Ju1708d ago (Edited 1708d ago )


1) Depends. Because of short battery live I use my Vita mostly in the home. Might as well be the majority of use cases. If so, screen size isn't that important (and we have 6" phones now). Also, it improves a 2nd screen or remote play feature. Also, there is headroom on the current Vita to make a 6" display only physical marginal bigger than the current model (seamless display, eg).

2) More RAM could make sense to keep apps alive in the background - or even run more than one game (keeping the second on standby).

3) Remote play & second screen feature.

4) This will not cost more. I could imagine, OLED would be replaced by a TFT, though (see Xperia Ultra).

gaelic_laoch1709d ago

I cannot believe that SONY would announce a new vita just before the launch the mighty PS4! A new vita reveal would make more sense next year to keep those juices going.

This year belongs to PS4 but I do have a good feeling regarding the vita as it is a fantastic piece of hardware!

JoelT1709d ago (Edited 1709d ago )

Unless, it was ONLY available in a bundle with the new system at like $549 or something. But again, that's a very big what if scenario. I'm pulling at straws here.


Now that the current price cut has been confirmed at Target this week, if there is a bundle, it will likely be the current one.

From what I've read online (search for sources), Sony is sitting on a lot of Vita inventory. Bundling it with the PS4 would make the most sense, especially if they start marketing the benefits of having both systems.

admiralvic1709d ago (Edited 1709d ago )

So you think that Sony would not only announced a PS4 / Vita bundle, but increase a better version of the system with it? All this would do is anger current buyers, turn people off buying the old system, them taking a loss on this bundle and would bring into question why they didn't just scrap CURRENT stock as a bundled model and send out the new model to replace the old ones they scraped.

"Now that the current price cut has been confirmed at Target this week"

It's a sale. Come on! You complain about journalists not verifying things, but it seems like neither of you can even read. (for those thinking this is rude. Remember that the words below were DIRECTLY on the leaked image used for this information")

"all available items:
PlayStation Vita WiFi System

reg. 249.99-299.99. SAVE $50-$100 ON ALL PS VITA GAME SYSTEMS."

They don't put regular prices on things that get a price cut. They typically put "new low price" or simply just show $200 dollars without a statement on price.

"Bundling it with the PS4 would make the most sense, especially if they start marketing the benefits of having both systems."

It really wouldn't.
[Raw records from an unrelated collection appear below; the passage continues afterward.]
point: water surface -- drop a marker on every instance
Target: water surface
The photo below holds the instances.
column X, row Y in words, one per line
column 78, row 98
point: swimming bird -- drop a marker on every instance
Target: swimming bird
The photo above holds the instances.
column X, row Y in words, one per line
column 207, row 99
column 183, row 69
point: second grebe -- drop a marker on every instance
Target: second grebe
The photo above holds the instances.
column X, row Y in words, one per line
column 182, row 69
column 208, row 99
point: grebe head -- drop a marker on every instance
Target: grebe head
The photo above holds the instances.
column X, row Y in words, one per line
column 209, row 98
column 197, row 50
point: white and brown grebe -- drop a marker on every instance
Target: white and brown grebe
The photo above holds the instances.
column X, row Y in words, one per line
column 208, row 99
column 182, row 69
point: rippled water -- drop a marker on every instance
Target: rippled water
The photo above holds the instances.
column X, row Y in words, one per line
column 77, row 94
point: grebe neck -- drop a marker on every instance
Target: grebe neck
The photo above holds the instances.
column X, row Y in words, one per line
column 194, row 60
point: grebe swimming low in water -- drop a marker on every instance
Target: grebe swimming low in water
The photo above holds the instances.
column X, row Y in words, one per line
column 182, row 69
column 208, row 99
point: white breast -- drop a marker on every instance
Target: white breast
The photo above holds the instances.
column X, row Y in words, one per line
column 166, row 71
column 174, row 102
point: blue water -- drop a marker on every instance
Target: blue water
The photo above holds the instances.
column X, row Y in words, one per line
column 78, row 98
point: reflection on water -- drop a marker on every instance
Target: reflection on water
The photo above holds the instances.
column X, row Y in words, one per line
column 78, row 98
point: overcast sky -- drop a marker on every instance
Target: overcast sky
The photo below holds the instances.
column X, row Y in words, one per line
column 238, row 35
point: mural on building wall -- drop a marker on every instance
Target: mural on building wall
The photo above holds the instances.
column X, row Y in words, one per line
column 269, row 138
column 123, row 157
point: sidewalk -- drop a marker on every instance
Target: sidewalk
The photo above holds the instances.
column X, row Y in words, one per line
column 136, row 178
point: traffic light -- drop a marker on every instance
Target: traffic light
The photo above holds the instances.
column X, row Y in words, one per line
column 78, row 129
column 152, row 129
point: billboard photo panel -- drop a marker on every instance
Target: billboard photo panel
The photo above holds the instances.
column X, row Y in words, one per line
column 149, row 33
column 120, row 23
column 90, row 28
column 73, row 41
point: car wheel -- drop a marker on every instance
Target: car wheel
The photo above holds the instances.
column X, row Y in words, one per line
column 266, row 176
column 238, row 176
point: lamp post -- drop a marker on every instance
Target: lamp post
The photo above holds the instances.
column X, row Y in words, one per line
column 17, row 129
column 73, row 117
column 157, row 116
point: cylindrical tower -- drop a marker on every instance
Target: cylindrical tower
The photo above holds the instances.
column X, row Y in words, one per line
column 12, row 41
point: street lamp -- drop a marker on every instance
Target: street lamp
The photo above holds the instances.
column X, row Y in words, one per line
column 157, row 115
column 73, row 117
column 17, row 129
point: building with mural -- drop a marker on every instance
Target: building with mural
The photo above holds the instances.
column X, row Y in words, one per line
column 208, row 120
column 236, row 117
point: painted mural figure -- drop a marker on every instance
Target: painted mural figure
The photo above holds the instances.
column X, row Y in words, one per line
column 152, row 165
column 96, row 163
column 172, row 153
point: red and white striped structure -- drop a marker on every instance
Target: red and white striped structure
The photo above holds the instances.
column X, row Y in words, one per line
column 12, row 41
The benefits are pretty much play your PS4 games on the go and that is part of the reason why the Vita is failing (early ads made it seem like a PS3 add on). The secret to success isn't writing off the Vita as a add on. It's to highlight the experiences IT can bring to the table (Killzone Mercs) and the features IT can do on its own. Bundling the system before it proves itself just makes it seem like a neat add on / copy of the Wii U in most peoples eyes.

LOGICWINS1709d ago (Edited 1709d ago )

^^The current buyers should have waited for Gamescom, the usual time of year where Sony announces revisions and price drops. Besides, the new Vita doesnt make the current Vita "worthless". All the reasons you bought a Vita still apply today. If u cant handle the fact that other people are getting a better deal than you because they have PATIENCE, then thats on you for not waiting.
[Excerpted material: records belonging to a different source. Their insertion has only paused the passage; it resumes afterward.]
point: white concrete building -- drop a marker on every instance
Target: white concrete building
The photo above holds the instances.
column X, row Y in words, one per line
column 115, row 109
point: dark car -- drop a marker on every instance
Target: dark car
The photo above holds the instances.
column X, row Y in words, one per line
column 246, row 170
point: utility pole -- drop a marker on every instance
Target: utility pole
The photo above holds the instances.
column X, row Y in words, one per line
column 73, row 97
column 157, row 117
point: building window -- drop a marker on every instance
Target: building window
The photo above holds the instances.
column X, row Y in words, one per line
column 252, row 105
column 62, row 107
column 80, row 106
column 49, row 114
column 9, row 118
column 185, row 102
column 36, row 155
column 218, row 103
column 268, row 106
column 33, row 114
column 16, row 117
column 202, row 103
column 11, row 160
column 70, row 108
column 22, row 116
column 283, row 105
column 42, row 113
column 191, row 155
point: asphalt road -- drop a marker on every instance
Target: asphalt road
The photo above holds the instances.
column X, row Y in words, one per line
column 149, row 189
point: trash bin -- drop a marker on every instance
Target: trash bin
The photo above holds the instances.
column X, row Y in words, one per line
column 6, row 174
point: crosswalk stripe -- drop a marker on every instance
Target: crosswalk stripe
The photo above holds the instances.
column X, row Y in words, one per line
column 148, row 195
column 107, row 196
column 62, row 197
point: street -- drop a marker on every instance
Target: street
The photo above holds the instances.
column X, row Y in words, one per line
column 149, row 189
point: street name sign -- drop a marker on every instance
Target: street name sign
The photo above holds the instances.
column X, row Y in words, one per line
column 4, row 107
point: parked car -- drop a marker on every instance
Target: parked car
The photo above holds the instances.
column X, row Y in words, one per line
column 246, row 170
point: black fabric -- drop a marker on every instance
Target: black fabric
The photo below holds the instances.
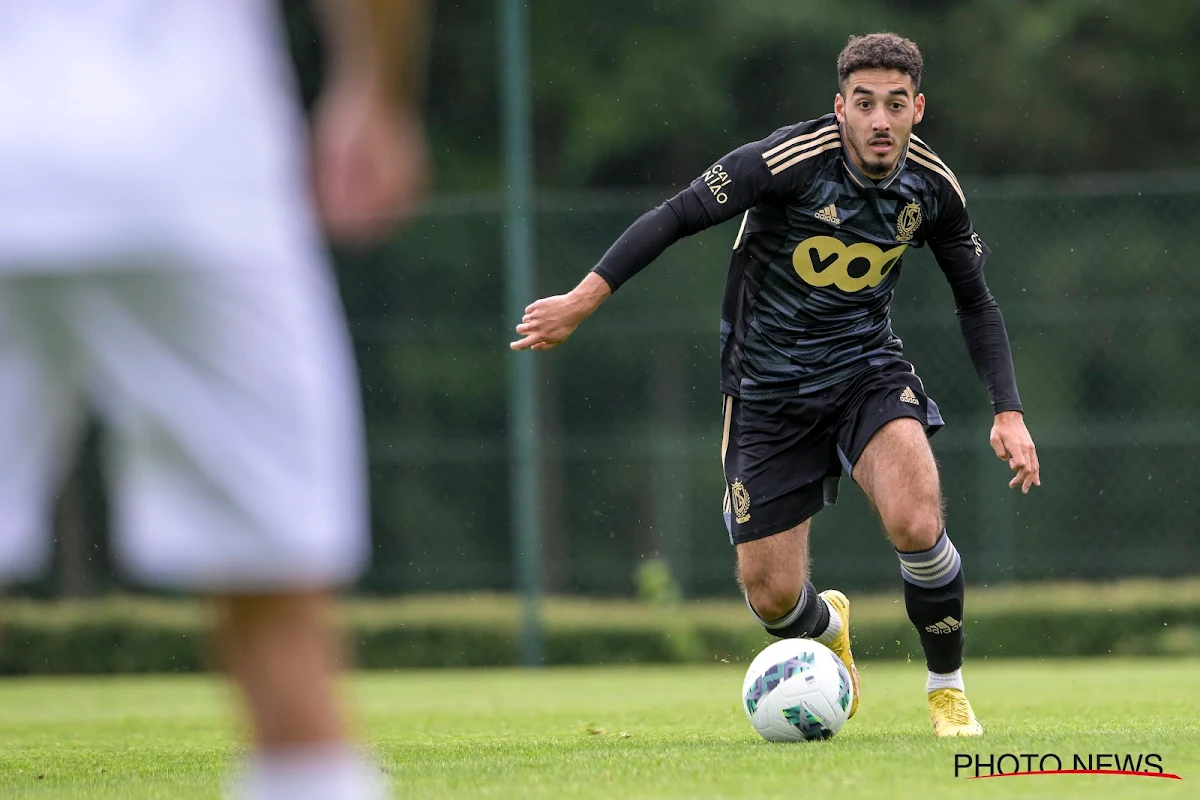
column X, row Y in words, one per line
column 643, row 241
column 785, row 456
column 929, row 609
column 961, row 254
column 816, row 259
column 641, row 244
column 813, row 620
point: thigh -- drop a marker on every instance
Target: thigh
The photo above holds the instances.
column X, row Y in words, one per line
column 885, row 441
column 778, row 457
column 897, row 468
column 781, row 559
column 235, row 433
@JoelT- Correct. Knowing that everyone will want to buy the new model, Sony will give away the old one for cheap for $100 bundled with the PS4. This makes sense because the old Vita model would sell better bundled with the PS4 than it would on its own competing with a revised Vita model.

Godlovesgamers1708d ago

"The problem, besides the fact that the rumor does not make much sense in itself, is that the "Tokyo Keizai" nespaper does not exist. (PS Vita)"

Whats a "nespaper"? I know what a "newspaper" is.

vigilante_man1708d ago

Do you know what "pedantic" is?

vigilante_man1708d ago

Grammar Police does not equal humour.

Humour = "A man walked into a bar...".